Winterthur Jahrelang schoben sich Heinrich Schifferle und Siska-Präsident Günter Heuberger den schwarzen Peter zu. Nun wird der Fall seit gestern bis und mit heute vor Gericht verhandelt. Schifferle, der Präsident der Schweizer Fussballliga, der bis vor fünf Jahren die Siska Immobilien AG führte und dann von Heuberger entlassen wurde, soll sich über Jahre auf Geschäftskosten bereichert haben. Unter anderem soll er seine Mitgliedschaft in einem Golfclub im Wert von über 25'000 Franken über die Siska abgerechnet haben. Laut Anklageschrift wird ihm zudem zur Last gelegt, Benzinbezüge, eine Autohülle, private Restaurantbesuche und Motorfahrzeugversicherungsbeiträge durch die Firma bezahlt zu haben.

Ausserdem soll Schifferle die Buchhaltung eines Zahnarztes in Winterthur erledigt und im Gegenzug von diesem Zahnbehandlungen erhalten haben. Auch einen Siska-Mitarbeitenden sei von Schifferle für die Buchhaltung beauftragt worden - auf Firmenkosten. Vom Umbau eines Privathauses, das Schifferle mit Firmengeldern mitfinanziert haben soll, und einem ausbezahlten Bonus an eine Baufirma, ist ebenfalls die Rede.

Privatbezüge durch Firma entkräftet

Vor Gericht bestritt Schifferle gestern die meisten Vorwürfe. Die Golfclubgelder seien mit Firmenpatron Robert Heuberger abgesprochen gewesen, da die dortige Mitgliedschaft auch der Pflege von Geschäftsbeziehungen gedient hätte. Auch bezüglich den Treibstoffbezügen gab er an, diese nur für geschäftliche Fahrten von ihm und seiner damaligen Frau getätigt zu haben, verstrickte sich aber gleichzeitig in seinen Aussagen über seine verschiedenen Fahrzeuge und Tankkarten, die er einst besessen hatte.

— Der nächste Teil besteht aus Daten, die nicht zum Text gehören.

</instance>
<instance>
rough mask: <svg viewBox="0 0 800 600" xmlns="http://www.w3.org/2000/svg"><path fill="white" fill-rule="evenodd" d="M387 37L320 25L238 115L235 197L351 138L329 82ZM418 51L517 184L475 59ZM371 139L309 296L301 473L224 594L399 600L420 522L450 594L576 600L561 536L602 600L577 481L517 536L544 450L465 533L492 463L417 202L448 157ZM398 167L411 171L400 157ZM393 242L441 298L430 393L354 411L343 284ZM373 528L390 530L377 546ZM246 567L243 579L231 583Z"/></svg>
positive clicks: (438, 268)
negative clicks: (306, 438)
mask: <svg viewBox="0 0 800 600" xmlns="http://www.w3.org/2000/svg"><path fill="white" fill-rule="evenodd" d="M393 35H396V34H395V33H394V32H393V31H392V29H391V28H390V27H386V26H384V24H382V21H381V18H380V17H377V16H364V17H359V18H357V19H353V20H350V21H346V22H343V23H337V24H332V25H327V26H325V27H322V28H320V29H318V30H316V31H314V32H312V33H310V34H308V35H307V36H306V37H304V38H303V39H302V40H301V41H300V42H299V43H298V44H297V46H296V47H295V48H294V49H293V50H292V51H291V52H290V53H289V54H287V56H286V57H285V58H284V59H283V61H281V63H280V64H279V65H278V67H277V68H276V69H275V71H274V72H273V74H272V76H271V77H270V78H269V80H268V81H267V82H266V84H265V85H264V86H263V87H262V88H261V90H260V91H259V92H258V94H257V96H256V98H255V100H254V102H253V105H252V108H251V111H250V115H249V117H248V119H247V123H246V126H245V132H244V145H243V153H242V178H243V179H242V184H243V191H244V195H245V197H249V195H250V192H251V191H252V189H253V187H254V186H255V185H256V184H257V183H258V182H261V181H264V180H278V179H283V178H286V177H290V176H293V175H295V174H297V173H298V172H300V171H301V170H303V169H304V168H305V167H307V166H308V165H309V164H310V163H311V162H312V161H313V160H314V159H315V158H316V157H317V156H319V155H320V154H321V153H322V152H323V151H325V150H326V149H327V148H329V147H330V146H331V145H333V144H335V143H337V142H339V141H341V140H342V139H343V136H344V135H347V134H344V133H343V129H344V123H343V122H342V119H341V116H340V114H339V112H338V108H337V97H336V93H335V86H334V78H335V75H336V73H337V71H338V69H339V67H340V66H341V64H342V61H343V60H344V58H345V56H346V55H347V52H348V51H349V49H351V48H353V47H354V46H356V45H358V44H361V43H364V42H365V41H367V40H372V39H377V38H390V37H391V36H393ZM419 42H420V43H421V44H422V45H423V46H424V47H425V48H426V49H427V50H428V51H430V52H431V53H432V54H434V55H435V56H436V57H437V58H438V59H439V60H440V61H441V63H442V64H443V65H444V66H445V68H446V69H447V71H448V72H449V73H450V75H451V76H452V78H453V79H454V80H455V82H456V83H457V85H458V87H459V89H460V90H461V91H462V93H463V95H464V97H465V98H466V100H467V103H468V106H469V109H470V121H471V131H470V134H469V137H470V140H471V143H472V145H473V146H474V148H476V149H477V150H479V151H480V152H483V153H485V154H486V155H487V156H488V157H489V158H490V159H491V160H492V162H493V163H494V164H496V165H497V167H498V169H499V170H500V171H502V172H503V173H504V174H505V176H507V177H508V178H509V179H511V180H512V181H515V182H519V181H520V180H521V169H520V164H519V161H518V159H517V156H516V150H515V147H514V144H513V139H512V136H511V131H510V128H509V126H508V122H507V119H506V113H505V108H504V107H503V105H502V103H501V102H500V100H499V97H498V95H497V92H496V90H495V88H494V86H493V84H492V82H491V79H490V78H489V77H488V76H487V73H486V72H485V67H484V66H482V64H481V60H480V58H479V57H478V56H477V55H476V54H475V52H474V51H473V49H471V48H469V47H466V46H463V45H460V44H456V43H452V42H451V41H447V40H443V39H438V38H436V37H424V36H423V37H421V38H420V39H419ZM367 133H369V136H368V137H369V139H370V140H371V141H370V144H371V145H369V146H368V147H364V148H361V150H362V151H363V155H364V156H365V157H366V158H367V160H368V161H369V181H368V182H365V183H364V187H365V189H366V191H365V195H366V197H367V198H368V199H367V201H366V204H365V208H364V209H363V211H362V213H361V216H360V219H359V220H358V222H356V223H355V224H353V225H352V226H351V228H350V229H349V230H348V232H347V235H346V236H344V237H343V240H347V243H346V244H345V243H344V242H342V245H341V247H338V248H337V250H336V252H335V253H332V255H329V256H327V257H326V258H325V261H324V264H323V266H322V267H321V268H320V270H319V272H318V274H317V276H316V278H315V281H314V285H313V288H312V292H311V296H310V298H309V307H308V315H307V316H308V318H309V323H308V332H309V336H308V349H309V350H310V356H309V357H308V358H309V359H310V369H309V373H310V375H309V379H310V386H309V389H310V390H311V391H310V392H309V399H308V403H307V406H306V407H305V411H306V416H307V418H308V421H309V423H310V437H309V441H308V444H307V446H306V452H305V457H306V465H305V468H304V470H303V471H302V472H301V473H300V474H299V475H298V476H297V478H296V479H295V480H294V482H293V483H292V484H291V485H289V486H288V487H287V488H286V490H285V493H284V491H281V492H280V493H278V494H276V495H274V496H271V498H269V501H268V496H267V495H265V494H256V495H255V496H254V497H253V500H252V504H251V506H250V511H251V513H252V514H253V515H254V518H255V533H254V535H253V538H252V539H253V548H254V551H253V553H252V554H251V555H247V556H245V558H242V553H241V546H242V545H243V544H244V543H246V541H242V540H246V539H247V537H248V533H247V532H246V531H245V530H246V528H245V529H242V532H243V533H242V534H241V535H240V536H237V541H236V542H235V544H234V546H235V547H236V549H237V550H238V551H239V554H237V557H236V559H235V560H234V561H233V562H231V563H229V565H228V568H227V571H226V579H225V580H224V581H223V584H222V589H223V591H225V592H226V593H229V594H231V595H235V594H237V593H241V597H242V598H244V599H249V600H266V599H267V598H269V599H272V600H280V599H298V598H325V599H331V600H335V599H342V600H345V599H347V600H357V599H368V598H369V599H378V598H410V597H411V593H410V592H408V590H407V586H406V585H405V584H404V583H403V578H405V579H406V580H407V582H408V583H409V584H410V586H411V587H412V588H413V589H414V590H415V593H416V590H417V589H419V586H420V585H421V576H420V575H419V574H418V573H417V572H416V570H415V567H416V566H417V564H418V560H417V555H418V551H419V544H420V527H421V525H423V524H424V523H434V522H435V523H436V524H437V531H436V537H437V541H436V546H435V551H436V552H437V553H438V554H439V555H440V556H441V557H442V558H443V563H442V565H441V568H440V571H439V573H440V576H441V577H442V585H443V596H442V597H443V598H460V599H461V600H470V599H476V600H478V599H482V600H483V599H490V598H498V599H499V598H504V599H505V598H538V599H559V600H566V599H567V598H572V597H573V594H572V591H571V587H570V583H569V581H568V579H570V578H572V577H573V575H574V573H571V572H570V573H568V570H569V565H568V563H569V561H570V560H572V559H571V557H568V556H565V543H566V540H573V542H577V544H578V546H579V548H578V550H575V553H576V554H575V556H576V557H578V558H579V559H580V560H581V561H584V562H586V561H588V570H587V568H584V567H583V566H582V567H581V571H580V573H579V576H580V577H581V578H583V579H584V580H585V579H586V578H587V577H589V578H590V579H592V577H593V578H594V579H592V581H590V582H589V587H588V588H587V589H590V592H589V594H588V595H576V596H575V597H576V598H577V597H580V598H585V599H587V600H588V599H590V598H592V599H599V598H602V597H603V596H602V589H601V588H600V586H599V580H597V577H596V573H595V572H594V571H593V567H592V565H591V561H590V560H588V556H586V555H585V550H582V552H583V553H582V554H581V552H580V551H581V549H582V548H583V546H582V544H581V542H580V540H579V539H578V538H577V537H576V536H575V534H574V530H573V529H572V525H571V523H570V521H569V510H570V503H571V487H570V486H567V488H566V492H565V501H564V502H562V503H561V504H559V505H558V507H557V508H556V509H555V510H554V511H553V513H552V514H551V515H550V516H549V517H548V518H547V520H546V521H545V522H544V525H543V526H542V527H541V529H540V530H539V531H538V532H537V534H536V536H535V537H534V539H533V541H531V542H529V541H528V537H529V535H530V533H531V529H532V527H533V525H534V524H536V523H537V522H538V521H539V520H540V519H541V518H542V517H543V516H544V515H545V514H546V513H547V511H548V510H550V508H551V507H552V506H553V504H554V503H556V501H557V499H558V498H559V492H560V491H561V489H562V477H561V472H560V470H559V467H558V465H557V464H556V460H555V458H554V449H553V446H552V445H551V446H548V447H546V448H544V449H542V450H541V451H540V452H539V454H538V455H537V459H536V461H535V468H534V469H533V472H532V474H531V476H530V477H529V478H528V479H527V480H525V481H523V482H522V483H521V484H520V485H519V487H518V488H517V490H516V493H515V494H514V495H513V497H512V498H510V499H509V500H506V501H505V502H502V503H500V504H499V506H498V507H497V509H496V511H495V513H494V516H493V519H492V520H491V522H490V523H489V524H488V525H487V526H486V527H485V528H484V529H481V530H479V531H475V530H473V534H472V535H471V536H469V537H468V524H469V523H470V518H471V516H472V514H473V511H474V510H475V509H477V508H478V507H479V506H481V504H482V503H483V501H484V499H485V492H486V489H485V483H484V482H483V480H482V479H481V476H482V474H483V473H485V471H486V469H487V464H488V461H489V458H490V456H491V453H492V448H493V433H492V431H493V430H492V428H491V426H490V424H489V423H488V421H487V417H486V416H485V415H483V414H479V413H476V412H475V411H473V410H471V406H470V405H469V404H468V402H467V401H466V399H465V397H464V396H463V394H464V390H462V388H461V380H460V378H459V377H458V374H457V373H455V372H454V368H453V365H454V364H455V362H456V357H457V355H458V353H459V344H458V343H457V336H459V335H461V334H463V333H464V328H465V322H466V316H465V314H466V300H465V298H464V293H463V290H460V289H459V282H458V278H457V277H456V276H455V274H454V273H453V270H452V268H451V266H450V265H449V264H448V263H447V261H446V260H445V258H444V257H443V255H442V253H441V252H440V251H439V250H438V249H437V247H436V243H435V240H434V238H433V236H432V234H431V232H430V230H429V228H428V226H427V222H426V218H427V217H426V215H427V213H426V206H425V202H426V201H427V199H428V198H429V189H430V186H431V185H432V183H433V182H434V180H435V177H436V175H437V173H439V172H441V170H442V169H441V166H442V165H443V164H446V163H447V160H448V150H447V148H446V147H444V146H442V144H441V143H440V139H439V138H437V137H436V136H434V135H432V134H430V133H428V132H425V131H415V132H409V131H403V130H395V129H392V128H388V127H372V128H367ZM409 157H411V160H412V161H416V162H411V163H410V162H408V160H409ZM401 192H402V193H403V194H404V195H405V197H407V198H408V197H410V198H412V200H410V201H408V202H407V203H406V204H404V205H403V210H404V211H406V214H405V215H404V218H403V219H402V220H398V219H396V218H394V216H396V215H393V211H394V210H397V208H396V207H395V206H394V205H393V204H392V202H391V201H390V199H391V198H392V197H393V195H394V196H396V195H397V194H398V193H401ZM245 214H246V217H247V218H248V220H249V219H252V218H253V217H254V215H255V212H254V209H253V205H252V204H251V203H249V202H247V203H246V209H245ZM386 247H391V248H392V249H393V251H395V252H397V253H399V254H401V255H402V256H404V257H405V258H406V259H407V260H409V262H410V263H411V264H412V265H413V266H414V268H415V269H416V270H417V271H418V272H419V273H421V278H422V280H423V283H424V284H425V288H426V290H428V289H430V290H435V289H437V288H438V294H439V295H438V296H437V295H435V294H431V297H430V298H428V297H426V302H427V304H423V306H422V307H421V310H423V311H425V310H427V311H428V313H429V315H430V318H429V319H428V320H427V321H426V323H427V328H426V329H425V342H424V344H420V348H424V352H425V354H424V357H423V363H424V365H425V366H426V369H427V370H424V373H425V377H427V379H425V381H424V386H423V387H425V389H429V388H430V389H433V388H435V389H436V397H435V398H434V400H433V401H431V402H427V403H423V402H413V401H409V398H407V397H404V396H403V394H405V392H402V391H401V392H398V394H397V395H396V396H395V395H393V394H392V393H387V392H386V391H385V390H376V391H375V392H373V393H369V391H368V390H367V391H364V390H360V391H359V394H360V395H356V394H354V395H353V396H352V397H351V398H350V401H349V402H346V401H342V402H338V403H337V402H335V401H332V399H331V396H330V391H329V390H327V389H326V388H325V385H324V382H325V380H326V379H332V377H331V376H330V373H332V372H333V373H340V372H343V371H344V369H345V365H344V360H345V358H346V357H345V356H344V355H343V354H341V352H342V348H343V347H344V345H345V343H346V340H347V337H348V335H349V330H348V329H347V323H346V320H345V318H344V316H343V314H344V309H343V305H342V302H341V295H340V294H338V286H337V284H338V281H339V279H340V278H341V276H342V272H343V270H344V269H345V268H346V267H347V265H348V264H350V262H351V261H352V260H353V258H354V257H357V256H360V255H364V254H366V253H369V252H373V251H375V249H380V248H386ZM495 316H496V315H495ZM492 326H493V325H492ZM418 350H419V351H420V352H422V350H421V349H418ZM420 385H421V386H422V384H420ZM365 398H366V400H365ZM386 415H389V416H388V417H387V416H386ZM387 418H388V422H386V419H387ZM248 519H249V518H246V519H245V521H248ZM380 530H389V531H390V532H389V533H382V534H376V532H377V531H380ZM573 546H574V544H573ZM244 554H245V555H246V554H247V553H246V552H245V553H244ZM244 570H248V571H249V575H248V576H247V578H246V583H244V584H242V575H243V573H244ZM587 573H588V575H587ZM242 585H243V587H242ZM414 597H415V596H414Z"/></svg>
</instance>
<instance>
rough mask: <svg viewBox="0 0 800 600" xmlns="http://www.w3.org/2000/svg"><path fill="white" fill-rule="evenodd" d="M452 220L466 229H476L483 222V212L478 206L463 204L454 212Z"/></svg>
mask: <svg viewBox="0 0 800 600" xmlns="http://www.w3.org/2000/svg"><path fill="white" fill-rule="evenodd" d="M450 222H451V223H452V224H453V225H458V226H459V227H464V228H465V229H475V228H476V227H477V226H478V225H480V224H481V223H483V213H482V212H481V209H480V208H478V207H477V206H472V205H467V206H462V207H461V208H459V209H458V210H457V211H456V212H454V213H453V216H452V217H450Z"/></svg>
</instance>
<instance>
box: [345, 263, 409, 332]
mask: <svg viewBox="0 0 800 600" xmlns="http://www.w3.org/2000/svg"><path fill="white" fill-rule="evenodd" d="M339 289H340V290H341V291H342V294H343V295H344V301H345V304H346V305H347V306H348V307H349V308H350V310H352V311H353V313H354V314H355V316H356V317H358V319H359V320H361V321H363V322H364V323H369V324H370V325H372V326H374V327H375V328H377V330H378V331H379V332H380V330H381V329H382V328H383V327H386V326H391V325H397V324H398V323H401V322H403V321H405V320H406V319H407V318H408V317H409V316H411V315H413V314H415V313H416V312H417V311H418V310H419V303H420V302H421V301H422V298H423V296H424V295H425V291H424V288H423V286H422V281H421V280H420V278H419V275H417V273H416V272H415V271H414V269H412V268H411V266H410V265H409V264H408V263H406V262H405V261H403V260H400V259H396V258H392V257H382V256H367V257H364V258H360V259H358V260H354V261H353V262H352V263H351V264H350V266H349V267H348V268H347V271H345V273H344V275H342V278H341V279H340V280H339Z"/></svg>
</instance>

«Es war alles abgesprochen, nie bereicherte ich mich privat auf Geschäftskosten», sagte Schifferle auch zu den restlichen Vorwürfen. So habe er beispielsweise den Auftrag gehabt, im von ihm betreuten Hotel Banana City zur Qualitätskontrolle regelmässig essen zu gehen. Einzig bei der Bezahlung der Motorfahrzeugversicherung sowie des Autocovers räumte der Beschuldigte ein, dass ihm diese entgangen und irrtümlich von der Siska bezahlt worden sei. «Das hätte nicht passieren dürfen, weshalb ich mich für diesen Fehler entschuldige. Es war aber keine Absicht dahinter», sagte Schifferle der Richterin.

Staatsanwaltschaft fordert mehrheitlich Freisprüche

Die Staatsanwaltschaft fordert zwar in fünf von acht Anklagepunkten einen Freispruch, erhebt aber dennoch Anklage, um den Fall richterlich beurteilen zu lassen. Gefordert ist eine bedingte Freiheitsstrafe von 270 Tagessätzen à 720 Franken sowie eine Busse von 7200 Franken.

Die somit insgesamt 194'400 Franken müsste Fussballliga-Präsident Schifferle also nur bei einer erneuten Straftat bezahlen. Die Siska Immobilien AG fordert ausserdem einen Schadenersatz von 21'109 Franken. Wann das Urteil gefällt wird, war gestern noch nicht bekannt.